Detected Change Types

Change Type	Description	Auto-included?
New table	Model class with no corresponding DB table	Yes
New field	Model field not present in DB table	Yes
Field type change	Model field type differs from DB column type	Yes
Removed field	DB column not present in model definition	No (requires `--drop`)

Warning

: Removed fields are not included in migrations by default. You must explicitly use --drop to generate DROP COLUMN statements, as this operation permanently deletes data.

Prerequisites

Install peewee-migrate:

pip install peewee-migrate

Usage

Command Line Arguments

python db_schema_sync.py [OPTIONS]

Option	Short	Description
`--host`	-	MySQL host (required)
`--port`	-	MySQL port (default: 3306)
`--user`	-	MySQL user (required)
`--password`	-	MySQL password (required)
`--database`	-	MySQL database name (required)
`--version`	`-v`	Version number in format `vxx.xx.xx` (required)
`--list`	`-l`	List all migrations
`--create`	-	Create a new migration (auto-detect changes)
`--migrate`	`-m`	Run pending migrations
`--diff`	`-d`	Show schema differences
`--name`	`-n`	Migration name (default: auto)
`--drop`	-	Include `DROP COLUMN` for fields removed from models (destructive - permanently deletes data!)

Version Format

Version must be in format vxx.xx.xx where xx are digits:

Valid: v0.26.1, v1.0.0, v10.20.30
Invalid: 0.26.1, v0.25, v0.26.1.1

Migration File Location

Migration files are stored in:

tools/migrate/{version_dir}/

Where {version_dir} is the version with . replaced by _.

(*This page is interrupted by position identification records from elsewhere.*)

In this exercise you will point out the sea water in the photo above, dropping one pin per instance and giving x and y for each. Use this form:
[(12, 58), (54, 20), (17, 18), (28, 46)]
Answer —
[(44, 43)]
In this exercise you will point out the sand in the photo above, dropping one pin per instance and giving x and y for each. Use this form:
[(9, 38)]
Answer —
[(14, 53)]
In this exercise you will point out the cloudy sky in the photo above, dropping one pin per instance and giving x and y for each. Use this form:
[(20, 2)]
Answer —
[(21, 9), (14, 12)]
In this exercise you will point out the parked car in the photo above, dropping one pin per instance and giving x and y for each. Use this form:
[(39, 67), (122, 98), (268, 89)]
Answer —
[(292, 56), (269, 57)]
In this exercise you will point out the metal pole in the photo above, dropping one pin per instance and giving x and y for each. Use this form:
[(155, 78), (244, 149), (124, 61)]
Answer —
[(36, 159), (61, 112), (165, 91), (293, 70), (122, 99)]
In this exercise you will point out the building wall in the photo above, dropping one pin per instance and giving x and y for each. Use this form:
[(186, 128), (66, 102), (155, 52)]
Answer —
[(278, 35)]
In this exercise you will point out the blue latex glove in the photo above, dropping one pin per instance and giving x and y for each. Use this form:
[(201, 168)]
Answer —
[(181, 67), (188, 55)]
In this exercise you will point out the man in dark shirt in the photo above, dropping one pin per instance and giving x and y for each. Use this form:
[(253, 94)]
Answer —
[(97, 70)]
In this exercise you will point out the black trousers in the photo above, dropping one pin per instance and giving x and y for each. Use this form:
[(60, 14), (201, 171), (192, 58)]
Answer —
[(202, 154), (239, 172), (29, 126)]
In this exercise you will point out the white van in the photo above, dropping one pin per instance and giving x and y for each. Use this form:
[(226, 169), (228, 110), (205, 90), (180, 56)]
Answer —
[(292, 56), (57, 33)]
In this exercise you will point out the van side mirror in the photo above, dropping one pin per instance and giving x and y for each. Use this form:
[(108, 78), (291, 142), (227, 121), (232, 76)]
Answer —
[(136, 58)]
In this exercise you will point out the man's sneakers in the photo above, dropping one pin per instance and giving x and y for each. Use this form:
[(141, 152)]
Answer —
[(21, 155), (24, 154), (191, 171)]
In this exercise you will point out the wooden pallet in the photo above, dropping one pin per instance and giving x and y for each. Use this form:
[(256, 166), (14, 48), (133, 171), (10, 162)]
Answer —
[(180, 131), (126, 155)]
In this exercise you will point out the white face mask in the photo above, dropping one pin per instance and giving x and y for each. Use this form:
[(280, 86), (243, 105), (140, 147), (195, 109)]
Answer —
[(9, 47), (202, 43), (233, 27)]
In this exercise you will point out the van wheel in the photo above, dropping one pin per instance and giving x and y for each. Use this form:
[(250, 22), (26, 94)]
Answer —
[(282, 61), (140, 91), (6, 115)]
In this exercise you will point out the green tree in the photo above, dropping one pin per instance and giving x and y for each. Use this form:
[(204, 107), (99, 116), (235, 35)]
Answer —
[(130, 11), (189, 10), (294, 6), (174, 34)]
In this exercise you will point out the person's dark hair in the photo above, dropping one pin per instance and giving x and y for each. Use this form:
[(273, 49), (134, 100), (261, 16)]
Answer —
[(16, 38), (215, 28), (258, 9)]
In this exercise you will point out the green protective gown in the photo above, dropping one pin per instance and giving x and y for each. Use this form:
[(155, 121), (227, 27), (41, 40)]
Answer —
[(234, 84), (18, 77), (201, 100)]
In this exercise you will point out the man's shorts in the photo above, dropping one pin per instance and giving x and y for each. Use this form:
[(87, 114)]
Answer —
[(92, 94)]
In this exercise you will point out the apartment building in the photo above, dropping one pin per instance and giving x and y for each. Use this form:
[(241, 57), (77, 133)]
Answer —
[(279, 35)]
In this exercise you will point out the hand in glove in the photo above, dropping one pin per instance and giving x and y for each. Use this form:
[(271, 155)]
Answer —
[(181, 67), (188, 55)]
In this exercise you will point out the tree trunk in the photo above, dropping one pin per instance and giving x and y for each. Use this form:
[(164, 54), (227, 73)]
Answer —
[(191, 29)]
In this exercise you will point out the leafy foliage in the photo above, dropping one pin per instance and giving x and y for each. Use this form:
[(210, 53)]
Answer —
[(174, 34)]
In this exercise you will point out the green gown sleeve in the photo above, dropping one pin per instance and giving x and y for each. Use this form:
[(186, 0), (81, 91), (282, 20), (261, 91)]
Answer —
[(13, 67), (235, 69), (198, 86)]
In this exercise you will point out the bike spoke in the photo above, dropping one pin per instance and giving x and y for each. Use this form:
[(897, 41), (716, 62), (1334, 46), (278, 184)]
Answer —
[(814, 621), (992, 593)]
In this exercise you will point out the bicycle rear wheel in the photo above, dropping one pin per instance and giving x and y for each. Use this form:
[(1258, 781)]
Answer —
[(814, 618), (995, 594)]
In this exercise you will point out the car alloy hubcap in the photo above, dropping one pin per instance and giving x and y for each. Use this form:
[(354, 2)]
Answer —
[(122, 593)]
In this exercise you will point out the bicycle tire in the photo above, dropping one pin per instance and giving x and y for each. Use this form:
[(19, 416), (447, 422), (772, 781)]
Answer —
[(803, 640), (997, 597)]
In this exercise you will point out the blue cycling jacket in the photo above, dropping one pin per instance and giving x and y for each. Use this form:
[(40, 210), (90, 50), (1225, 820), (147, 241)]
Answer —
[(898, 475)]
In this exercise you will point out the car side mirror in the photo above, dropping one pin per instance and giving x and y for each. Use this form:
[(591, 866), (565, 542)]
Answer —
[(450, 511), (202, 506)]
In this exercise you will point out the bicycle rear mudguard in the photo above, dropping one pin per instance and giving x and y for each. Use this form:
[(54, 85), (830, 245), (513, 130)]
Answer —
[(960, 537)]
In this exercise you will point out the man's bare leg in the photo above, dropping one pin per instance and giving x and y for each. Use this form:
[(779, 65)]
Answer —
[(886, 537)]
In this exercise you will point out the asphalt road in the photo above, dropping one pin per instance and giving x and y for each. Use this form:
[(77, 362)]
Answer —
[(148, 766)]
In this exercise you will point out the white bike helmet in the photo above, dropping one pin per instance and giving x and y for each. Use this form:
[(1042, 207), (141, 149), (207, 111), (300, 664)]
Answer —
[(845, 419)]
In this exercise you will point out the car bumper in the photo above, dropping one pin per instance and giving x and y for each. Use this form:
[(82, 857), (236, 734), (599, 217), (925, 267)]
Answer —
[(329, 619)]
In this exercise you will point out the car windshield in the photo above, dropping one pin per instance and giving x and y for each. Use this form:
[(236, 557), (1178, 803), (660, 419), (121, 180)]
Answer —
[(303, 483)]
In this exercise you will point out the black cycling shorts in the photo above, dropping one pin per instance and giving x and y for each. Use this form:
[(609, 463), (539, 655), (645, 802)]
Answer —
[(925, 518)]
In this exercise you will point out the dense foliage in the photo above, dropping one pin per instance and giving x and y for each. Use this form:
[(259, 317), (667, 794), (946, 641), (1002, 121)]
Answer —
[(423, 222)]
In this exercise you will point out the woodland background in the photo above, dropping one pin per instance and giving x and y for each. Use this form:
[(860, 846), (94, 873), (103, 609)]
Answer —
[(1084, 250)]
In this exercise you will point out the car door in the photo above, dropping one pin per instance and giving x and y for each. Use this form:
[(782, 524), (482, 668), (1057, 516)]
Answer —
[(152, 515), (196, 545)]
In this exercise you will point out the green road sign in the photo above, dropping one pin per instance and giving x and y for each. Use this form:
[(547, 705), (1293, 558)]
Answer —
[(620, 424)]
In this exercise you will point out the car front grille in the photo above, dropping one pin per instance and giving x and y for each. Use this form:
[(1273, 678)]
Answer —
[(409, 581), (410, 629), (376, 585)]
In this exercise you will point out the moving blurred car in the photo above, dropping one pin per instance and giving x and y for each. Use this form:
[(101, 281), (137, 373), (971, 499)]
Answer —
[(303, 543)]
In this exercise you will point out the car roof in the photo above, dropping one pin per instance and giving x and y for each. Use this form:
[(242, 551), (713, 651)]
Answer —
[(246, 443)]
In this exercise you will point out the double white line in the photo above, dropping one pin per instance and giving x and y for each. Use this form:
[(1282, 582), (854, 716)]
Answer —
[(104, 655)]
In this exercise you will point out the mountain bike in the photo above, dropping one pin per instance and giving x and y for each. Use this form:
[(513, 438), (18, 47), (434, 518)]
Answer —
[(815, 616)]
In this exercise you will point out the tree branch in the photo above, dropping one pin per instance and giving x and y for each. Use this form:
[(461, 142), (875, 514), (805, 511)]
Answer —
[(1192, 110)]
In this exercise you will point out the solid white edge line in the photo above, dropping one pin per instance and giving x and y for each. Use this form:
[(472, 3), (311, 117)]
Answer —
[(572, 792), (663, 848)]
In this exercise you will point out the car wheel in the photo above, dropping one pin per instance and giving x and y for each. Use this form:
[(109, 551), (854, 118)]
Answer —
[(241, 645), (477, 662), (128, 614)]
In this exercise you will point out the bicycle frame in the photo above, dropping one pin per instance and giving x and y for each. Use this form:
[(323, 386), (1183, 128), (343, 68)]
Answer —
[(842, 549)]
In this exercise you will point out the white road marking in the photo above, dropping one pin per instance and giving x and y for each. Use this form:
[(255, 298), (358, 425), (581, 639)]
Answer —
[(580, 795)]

Example: Version v0.26.1 → Directory tools/migrate/v0_26_1/

Examples

# List all migrations
python db_schema_sync.py --list \
    --host localhost --port 3306 --user root --password xxx --database rag_flow \
    --version v0.26.1

# Create a new auto-detected migration (new tables, new fields, type changes only)
python db_schema_sync.py --create \
    --host localhost --port 3306 --user root --password xxx --database rag_flow \
    --version v0.26.1

# Create a migration including dropped fields (destructive!)
python db_schema_sync.py --create --drop \
    --host localhost --port 3306 --user root --password xxx --database rag_flow \
    --version v0.26.1

# Create a named migration
python db_schema_sync.py --create --name add_user_table \
    --host localhost --port 3306 --user root --password xxx --database rag_flow \
    --version v0.26.1

# Run all pending migrations
python db_schema_sync.py --migrate \
    --host localhost --port 3306 --user root --password xxx --database rag_flow \
    --version v0.26.1

# Show schema differences (including removed fields)
python db_schema_sync.py --diff \
    --host localhost --port 3306 --user root --password xxx --database rag_flow \
    --version v0.26.1

How It Works

Load Models: Imports all model classes from api/db/db_models.py
Connect Database: Creates MySQL connection from command line arguments
Detect Changes: Compares model definitions with actual database schema:
- New tables → create_model
- New fields → ALTER TABLE ADD COLUMN
- Field type changes → ALTER TABLE MODIFY COLUMN
- Removed fields → ALTER TABLE DROP COLUMN (only with --drop)
Generate Migration: Creates Python migration file with migrate() and rollback() functions

Rollback Behavior

Forward Operation	Rollback Operation
`CREATE TABLE`	`remove_model`
`ADD COLUMN`	`DROP COLUMN`
`MODIFY COLUMN`	`MODIFY COLUMN` (restore original type)
`DROP COLUMN`	`ADD COLUMN` (restore column definition; data is lost)

Note

: Rolling back a DROP COLUMN will re-add the column structure, but the data that was in it cannot be recovered.